Page 102 of Mafia Darling

“Come here.”

Instead of obeying, she put her hands under her cheek and looked at me. “Where?”

“Come, lay down next to me.”

“Fausto, there isn’t enough room in that bed. I’ll hurt you.”

“No, you won’t. I need to hold you right now. Ti prego. Come squeeze in next to me, bellissima.”

Her gaze softened and I knew I had her. She unfolded from the small bed and padded over to me. She wore just a t-shirt and panties, and she’d removed her bra, so her breasts swung beneath the thin fabric of her t-shirt. Cristo, I wish I felt better. My dick hadn’t even twitched since I had been shot, but mentally I still craved fucking her, touching her.

Brow furrowed, she went to my uninjured side and lowered the rail. “How is this going to work?”

I lifted my good arm and tried to make space for her. “Get in.”

It took her a while and I had to hide a wince or two, but she made it work. She stretched out on her side and cuddled ever so gently to me. It was the first time I’d held her since the shooting and my body relaxed, settling into the uncomfortable mattress. “I have missed this,” I murmured, closing my lids.

“Me too.” Her lips found my throat. “Don’t ever scare me like that again, okay?”

“Ti amo, Francesca. No matter what happens in the future, know that I love you with everything I am. When I was dying on that street, my last thought was of you.”

“Oh, baby.” She pressed closer. “I don’t want to think about that ever again.”

“Nor do I.”

“I should never have asked you to delay killing him. If I hadn’t—”
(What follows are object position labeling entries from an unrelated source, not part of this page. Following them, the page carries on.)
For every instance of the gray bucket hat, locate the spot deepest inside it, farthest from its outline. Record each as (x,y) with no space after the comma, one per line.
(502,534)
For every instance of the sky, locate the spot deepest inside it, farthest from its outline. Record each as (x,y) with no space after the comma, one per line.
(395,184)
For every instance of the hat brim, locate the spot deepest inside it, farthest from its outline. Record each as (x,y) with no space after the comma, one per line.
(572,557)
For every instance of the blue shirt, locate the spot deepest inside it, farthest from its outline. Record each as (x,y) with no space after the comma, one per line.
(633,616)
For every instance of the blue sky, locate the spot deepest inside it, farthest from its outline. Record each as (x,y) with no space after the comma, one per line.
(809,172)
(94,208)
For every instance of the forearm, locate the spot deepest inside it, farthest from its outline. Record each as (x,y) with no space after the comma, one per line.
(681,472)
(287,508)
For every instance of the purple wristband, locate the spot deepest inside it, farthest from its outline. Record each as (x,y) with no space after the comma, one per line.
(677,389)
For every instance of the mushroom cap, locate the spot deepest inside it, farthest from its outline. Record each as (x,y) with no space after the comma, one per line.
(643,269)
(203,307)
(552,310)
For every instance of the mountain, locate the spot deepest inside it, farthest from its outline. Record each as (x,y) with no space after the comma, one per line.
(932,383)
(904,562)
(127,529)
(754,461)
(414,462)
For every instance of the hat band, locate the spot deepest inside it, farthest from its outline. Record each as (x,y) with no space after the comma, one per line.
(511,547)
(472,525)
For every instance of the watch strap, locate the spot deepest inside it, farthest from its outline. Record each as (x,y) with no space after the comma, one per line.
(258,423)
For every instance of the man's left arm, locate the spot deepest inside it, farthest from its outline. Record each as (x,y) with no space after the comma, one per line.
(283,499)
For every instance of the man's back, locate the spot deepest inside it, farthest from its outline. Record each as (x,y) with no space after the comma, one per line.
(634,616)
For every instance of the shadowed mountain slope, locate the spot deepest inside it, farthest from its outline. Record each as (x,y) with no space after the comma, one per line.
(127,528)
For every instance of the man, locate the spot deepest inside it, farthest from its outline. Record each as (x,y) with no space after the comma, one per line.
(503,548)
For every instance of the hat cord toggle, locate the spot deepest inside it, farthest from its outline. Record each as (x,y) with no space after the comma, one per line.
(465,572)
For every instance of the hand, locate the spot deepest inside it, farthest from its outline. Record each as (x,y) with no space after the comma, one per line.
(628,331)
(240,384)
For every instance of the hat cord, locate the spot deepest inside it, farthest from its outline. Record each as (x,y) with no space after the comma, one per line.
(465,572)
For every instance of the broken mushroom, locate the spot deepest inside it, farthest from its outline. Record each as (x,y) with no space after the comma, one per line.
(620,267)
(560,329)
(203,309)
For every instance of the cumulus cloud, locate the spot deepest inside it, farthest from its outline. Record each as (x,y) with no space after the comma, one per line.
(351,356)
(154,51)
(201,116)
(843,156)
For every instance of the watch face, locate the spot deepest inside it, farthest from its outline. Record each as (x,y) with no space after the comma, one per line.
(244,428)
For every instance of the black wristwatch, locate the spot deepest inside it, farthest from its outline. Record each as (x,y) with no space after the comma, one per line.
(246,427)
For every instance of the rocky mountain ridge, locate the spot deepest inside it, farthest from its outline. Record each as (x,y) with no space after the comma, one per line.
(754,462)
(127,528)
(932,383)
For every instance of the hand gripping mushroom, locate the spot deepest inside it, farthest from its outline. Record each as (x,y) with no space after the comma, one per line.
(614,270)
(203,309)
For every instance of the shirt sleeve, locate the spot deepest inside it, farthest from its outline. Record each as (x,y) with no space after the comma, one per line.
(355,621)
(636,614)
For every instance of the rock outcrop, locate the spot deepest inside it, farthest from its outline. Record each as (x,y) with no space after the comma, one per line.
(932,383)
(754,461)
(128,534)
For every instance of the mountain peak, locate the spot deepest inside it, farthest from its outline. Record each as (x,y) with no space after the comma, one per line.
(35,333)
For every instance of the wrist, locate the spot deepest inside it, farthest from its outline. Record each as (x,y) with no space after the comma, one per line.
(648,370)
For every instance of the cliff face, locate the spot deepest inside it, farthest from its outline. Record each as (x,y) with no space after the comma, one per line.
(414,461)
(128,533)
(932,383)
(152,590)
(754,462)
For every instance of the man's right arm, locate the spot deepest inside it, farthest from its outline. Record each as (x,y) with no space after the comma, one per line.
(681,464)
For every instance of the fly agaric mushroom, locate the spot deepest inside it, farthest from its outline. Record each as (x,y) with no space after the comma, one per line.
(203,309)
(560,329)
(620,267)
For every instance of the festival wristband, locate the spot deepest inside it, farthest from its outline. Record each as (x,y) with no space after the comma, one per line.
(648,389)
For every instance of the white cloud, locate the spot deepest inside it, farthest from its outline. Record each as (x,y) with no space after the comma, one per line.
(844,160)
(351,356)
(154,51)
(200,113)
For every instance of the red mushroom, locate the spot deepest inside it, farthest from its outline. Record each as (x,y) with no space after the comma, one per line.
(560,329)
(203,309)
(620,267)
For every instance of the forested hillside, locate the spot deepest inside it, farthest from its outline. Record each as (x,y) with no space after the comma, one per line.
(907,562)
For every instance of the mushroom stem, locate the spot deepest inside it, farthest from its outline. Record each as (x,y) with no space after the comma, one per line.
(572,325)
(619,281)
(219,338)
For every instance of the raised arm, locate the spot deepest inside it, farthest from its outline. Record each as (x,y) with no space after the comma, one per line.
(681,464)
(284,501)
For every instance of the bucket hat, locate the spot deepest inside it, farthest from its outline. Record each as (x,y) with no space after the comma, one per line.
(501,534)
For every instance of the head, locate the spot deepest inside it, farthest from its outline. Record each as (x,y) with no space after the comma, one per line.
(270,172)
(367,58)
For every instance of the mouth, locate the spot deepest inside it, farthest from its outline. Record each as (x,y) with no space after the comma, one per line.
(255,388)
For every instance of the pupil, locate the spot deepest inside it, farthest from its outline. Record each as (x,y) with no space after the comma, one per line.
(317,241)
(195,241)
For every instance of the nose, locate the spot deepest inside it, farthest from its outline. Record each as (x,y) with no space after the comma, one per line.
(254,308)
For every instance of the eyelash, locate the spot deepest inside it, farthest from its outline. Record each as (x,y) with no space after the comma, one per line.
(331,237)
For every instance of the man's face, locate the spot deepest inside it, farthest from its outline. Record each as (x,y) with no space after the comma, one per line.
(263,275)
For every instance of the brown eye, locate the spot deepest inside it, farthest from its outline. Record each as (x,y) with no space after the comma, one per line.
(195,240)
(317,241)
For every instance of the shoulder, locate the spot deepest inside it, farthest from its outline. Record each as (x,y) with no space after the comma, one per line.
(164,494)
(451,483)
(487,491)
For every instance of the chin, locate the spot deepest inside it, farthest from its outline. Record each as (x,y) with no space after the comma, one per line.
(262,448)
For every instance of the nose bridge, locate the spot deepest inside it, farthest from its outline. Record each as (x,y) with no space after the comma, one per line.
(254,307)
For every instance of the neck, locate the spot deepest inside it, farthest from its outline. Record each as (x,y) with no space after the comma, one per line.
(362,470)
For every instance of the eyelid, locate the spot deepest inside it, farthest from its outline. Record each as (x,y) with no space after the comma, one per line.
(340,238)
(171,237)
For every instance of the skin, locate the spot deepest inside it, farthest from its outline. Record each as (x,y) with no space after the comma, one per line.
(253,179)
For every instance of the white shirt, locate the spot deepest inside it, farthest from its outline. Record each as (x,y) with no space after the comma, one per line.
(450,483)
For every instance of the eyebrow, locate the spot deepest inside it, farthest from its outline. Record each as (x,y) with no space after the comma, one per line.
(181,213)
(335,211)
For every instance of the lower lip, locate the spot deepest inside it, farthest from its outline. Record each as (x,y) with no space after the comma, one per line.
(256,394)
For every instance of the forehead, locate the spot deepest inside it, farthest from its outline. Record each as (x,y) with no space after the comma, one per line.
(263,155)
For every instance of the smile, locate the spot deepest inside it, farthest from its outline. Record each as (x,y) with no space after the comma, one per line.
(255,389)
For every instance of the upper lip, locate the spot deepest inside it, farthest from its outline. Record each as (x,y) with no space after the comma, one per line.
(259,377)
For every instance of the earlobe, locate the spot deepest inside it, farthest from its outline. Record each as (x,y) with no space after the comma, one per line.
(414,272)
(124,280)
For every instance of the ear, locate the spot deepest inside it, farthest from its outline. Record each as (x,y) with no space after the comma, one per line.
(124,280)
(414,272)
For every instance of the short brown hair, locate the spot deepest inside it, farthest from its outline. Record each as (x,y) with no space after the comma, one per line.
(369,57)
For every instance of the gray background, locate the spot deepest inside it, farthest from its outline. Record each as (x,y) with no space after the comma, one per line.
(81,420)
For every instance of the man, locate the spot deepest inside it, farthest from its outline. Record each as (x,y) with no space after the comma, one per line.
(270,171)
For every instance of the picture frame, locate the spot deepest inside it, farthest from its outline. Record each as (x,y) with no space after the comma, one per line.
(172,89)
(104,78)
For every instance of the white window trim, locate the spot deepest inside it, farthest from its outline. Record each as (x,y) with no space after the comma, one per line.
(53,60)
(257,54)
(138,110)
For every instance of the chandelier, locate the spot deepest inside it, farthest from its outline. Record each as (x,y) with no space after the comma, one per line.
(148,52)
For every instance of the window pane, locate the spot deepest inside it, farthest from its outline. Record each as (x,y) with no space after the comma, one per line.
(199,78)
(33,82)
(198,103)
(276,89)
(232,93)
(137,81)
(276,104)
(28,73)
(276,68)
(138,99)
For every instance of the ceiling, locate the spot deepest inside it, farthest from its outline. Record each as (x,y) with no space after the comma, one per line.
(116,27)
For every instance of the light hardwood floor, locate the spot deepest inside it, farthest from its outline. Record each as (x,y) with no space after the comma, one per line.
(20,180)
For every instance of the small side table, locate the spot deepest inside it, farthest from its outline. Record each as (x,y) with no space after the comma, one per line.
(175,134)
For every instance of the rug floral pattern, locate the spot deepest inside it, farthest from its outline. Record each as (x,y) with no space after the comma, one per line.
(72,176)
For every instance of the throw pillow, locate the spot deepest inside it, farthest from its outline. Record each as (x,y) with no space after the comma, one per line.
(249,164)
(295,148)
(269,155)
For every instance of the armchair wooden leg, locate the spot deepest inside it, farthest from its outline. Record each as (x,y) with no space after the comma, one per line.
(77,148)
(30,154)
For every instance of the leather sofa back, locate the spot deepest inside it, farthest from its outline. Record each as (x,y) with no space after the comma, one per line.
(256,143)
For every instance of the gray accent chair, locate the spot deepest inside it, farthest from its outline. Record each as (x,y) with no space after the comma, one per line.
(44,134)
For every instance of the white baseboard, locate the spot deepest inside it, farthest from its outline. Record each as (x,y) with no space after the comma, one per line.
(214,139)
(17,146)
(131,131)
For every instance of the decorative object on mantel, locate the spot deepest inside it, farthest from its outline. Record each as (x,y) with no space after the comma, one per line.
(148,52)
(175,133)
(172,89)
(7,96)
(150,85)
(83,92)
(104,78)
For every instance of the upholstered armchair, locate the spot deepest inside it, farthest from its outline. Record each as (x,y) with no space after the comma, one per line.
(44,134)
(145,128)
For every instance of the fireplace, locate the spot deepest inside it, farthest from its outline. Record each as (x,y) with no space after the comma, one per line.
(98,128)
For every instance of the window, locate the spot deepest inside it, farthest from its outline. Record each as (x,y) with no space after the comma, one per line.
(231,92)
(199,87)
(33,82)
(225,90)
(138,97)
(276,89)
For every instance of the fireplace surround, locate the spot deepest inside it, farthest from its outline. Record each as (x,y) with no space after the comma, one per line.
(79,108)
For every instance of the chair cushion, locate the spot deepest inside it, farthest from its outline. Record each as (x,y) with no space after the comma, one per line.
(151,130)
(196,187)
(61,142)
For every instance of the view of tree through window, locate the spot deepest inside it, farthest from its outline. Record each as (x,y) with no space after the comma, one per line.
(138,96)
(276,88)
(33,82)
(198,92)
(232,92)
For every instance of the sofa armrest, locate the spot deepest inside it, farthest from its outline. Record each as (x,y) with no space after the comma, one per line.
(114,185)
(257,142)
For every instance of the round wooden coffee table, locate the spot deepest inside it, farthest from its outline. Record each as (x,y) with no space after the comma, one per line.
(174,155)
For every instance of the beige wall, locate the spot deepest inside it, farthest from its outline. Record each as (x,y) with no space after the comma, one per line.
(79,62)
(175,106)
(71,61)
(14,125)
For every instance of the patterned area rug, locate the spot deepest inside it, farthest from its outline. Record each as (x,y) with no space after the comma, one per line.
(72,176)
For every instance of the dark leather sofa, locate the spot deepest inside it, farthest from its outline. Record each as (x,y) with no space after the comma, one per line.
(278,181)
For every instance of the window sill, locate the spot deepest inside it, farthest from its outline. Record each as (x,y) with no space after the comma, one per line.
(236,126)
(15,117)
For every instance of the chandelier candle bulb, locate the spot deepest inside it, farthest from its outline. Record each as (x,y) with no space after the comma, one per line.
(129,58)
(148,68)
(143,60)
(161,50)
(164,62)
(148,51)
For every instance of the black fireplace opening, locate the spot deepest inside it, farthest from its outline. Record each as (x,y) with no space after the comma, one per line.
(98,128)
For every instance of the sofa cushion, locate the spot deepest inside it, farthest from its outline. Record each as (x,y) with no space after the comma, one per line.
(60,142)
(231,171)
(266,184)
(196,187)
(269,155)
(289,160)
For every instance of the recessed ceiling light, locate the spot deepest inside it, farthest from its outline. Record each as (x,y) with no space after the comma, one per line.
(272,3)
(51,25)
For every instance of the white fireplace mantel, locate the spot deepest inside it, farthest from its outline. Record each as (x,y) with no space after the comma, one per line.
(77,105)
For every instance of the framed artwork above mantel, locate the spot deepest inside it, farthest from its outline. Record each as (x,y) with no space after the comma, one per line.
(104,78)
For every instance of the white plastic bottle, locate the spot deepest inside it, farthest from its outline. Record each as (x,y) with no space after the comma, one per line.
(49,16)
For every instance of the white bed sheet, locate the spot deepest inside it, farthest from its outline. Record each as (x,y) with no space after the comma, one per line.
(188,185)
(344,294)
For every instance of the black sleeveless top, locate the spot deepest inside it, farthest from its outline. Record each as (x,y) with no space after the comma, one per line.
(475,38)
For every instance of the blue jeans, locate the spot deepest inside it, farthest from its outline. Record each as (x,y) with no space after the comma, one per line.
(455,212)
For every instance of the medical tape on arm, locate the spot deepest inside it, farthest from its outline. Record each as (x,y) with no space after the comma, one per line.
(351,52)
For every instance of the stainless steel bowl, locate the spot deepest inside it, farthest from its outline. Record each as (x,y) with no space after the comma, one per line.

“It does no good to dwell in the past. I don’t blame you or Emma. I had plenty of time to kill him before your sisters came, but I enjoyed toying with him.”

We were both silent for a few minutes, the sound of the machines in the room our only companion. She finally said, “I can’t believe we’re having a boy.”

“Are you disappointed?”

“I’m . . . nervous. I want for him to be able to make his own choices when the time comes.”

I thought of my first son, at home and miserable. “No one has a choice in this life.”

“That’s not true. Furthermore, it shouldn’t be true. Would you have chosen anything different if your father had allowed it?”

“No. I loved the life. Never once did I want to do anything else.”

“But that’s you.”

I forced myself to give voice to my greatest fear. “He won’t choose me.”

She was quiet, her breath gusting over my throat and making me shiver. Finally, she said, “No, but he will choose himself. And isn’t that more important?”

“You will never see him again,” I snapped. “I will never see him again. He will need to disappear to stay safe. Change his name, his looks. All because he refuses—”

“Stop right there. He’s not refusing anything. He’s done everything you’ve asked of him, even at the expense of his own sanity. He wants to make you proud, but think about what you’re doing for a second. What kind of life are forcing him into, secrecy and lies? Celibacy and loneliness? It’s beyond cruel.”

“It’s the only way to keep him safe.”

“Except for letting him go and giving him a chance to find true happiness outside the mafia. You have to accept it and let him decide.”

The plaster ceiling wavered as my eyes filled. She made it sound so easy, to give my son a choice and watch him walk out of my life. That wasn’t how things were done here. We were all about family and legacy, and even Italians not in the mafia stuck close to home. I raised him myself after Lucia died, every moment of his young life forged into my brain. It was like asking me to cut off my arm and never notice its absence.

“Baby, I know this is hard,” she said quietly. “But as parents our job is to put our kids first. Always. I know you love him, which means you have to give him a choice. If you don’t, it will kill him.”